Pero los daños no se limitan a la deforestación. Según la investigación de Álvarez, el proceso de extracción estaría contaminando también, con arsénico, cianuro y mercurio, el aire, el suelo y las fuentes hídricas. Venenos que, llevados por los ríos, llegan hasta zonas muy distantes de las minas. A ello se suman los problemas relacionados con la situación geopolítica de la región, explosiva en algunos casos, donde grupos paramilitares y guerrilleros se disputan la explotación de las minas. Es paradigmático el caso de Colombia. El estudio afirma que en este país aproximadamente el 20 por ciento de la extracción pasa a manos de las FARC, no desmovilizadas todavía.

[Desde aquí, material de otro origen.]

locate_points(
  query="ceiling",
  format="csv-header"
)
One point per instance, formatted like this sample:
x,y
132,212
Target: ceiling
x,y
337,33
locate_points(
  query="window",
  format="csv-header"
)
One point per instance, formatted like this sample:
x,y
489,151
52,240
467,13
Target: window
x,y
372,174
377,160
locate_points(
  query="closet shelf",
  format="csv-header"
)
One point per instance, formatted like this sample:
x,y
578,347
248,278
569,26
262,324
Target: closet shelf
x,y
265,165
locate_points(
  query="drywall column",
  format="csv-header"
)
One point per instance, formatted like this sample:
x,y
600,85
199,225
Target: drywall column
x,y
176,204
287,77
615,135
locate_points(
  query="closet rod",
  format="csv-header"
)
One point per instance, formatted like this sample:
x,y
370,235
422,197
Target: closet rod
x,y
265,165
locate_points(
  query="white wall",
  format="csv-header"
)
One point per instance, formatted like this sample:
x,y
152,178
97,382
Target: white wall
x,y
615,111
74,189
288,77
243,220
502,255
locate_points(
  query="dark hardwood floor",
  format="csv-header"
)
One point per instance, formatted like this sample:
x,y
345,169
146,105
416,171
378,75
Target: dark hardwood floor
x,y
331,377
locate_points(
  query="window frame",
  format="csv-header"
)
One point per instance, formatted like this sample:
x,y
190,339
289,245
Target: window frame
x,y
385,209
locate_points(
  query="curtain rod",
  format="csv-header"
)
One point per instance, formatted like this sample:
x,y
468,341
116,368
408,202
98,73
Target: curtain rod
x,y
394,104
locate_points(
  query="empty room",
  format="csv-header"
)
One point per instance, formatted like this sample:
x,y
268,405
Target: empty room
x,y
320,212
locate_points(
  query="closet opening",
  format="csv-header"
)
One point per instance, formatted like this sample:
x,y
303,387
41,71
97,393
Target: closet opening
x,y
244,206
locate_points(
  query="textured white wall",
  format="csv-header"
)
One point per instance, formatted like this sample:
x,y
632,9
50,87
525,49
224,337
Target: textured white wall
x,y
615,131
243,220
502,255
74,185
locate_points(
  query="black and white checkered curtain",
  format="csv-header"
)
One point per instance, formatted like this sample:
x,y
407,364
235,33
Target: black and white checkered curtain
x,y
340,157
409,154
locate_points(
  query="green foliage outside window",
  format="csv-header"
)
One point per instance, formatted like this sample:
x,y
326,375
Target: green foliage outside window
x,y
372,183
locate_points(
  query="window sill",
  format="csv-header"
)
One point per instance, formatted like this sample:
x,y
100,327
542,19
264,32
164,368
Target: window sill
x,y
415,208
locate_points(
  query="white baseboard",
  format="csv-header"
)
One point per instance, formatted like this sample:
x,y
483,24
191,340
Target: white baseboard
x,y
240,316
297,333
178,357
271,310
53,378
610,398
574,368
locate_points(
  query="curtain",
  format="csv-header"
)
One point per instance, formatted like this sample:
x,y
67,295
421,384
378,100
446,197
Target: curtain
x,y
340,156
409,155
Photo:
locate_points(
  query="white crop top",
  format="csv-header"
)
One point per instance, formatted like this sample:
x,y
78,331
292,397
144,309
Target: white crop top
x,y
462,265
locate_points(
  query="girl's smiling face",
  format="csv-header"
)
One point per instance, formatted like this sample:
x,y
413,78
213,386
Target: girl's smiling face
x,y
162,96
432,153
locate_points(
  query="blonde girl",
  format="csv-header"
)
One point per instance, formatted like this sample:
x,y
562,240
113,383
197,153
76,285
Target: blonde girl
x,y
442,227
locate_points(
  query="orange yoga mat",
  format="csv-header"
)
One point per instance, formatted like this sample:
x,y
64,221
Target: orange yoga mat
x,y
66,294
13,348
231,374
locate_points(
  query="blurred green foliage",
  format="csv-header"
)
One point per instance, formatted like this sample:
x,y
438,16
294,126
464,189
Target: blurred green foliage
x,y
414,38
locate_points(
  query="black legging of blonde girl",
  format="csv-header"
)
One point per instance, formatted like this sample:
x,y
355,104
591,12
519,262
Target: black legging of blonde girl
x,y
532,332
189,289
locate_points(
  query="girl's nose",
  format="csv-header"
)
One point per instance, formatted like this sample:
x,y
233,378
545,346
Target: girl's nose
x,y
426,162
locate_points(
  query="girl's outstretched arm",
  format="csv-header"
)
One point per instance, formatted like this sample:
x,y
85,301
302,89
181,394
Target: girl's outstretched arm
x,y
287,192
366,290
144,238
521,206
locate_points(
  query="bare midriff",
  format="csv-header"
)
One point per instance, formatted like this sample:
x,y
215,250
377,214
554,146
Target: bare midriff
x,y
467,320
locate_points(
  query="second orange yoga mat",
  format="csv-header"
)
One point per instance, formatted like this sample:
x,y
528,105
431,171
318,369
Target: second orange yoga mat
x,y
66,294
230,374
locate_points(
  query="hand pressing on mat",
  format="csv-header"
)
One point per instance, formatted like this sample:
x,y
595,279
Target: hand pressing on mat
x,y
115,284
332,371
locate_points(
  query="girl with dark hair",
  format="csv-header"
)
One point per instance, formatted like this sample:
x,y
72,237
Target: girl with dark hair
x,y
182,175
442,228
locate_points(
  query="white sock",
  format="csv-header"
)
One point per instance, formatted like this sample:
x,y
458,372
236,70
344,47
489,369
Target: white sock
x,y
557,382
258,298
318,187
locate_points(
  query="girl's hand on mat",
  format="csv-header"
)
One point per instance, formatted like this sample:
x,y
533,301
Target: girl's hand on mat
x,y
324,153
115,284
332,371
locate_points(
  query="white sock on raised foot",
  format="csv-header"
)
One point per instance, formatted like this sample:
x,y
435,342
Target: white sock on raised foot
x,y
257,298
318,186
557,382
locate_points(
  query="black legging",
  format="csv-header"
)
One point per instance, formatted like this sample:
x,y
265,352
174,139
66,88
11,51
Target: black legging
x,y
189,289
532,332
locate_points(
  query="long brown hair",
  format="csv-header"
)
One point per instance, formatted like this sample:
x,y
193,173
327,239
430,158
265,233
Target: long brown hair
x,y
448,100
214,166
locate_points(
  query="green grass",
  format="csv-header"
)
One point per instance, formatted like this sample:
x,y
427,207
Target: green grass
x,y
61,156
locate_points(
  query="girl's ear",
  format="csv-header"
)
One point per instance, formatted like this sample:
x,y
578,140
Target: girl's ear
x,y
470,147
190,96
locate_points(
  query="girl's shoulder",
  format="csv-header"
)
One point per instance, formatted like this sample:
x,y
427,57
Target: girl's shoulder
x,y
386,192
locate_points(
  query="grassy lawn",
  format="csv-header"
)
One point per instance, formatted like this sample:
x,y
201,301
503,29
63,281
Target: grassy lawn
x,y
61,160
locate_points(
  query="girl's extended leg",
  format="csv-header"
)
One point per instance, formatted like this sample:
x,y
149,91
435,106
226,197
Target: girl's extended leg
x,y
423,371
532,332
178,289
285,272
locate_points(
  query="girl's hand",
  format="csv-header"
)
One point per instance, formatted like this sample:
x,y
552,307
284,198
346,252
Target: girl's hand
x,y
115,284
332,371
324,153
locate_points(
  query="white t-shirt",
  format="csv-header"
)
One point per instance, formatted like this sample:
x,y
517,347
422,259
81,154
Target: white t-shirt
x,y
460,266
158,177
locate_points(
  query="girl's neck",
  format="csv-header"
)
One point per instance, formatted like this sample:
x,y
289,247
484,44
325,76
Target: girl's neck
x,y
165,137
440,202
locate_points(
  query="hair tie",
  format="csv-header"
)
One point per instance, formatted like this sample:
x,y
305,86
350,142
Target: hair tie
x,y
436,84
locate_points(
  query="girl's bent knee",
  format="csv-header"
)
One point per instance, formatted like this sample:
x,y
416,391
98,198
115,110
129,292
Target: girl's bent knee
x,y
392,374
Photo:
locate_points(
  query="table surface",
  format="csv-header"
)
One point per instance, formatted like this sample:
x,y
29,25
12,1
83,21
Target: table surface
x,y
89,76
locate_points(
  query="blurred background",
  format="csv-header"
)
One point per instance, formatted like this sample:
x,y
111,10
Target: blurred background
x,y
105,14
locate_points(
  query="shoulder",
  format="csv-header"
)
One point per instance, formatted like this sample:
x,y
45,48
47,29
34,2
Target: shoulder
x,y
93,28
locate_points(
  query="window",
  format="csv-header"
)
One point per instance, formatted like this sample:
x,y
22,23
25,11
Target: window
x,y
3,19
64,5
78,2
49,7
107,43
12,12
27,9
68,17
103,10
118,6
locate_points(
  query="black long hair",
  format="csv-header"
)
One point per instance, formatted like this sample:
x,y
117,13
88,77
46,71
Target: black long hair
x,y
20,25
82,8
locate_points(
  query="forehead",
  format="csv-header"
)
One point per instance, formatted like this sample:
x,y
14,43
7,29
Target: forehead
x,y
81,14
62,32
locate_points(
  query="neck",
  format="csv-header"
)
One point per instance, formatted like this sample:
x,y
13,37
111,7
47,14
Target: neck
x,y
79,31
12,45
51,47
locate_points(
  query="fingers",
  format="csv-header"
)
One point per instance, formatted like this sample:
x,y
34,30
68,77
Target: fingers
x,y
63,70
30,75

Como nota positiva –tal vez la única- el estudio reconoce de todos modos el aporte que las minas suponen para el desarrollo de los países involucrados. En Colombia –según la Organización Mundial del Trabajo- la industria minera aporta 140 mil puestos de trabajo permanentes, a los que se suman otros miles no regularizados. La contradicción entre trabajo y tutela del ambiente probablemente está destinada a continuar si, tal como parece, se mantiene al ritmo actual la demanda de oro de los países emergentes (China e India sobre todo) y el crecimiento de su cotización en los mercados internacionales, que pasó de 250 dólares la onza en 2000 a 1300 en 2013. Después de la crisis de 2007 este boom convirtió al oro en el “valor refugio” por excelencia para los que pudieron permitírselo, mal que les pese a los ecosistemas tropicales.